In conclusion, I am highly offended that access to human rights for trans-identified persons is still considered a political issue, rather than a universal issue. While you may intent to dismiss this letter as left-wing propaganda, let me assure you that not all trans-identified people are NDP supporters or left-wingers. Quite frankly, I am quite supportive with much of the Conservative agenda with regards to economic policies, foreign affairs, and so many other areas. But what keeps me from joining your party is this one critical issue of a lack of acceptance towards this issue.
While you may think taking a leadership role in promoting the nation-wide acceptance of trans diversity, may cost you votes, I challenge you to dig deeper and get to know your electorate better. Canadians are generally kind, loving, tolerant and accepting people - save for a few examples of extreme religious evangelicalism.
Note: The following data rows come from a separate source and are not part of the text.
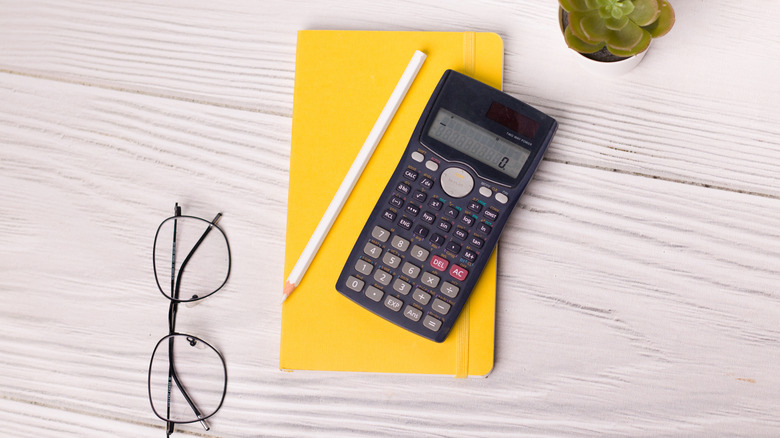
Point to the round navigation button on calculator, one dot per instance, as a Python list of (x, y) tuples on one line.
[(456, 182)]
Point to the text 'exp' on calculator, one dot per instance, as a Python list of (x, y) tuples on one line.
[(439, 218)]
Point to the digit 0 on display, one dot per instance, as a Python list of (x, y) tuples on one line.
[(440, 216)]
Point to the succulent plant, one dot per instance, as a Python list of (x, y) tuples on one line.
[(624, 27)]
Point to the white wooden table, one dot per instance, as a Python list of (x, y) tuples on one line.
[(638, 279)]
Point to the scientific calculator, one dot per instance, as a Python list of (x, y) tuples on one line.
[(439, 218)]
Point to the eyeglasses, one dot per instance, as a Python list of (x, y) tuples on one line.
[(187, 376)]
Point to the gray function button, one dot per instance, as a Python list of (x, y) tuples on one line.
[(421, 296), (382, 277), (380, 234), (432, 323), (374, 294), (400, 243), (391, 260), (372, 250), (413, 313), (411, 270), (449, 289), (440, 306), (364, 267), (402, 287), (393, 303), (354, 284), (419, 253), (456, 182)]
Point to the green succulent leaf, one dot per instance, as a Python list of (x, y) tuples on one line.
[(573, 5), (579, 45), (645, 11), (664, 23), (616, 23), (628, 41), (590, 27)]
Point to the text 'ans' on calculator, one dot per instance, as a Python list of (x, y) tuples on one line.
[(439, 218)]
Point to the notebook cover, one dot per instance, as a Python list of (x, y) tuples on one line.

I urge you, as leaders of our country, to please step up to the plate and do a better job with this issue! If you don't like C279, then come up with a better bill yourselves! Heck, several Governments of all political stripes have stepped up to the plate and done so here in Canada at provincial and City levels - and the world has not come to an end! There is a huge opportunity here for the Conservative party of Canada to make a statement and continue to demonstrate the leadership abilities that you often claim to have. Simply stating that there are no gaps in the status quo, simply demonstrates your ignorance towards the matters at hand. If there really was no problem, do you really think the opposition parties would be spending so much time calling you out on these issues?
Finally, I urge you to take a greater effort to reach out to, and liaise with trans-identified Canadians, such as myself, so that you can gain a clearly understanding that we are not threats, but are simply regular ordinary Canadians who are trying to maximize our lives. I would welcome the opportunity to speak with or meet with any of you directly, if it would prove helpful to further your understanding of these matters.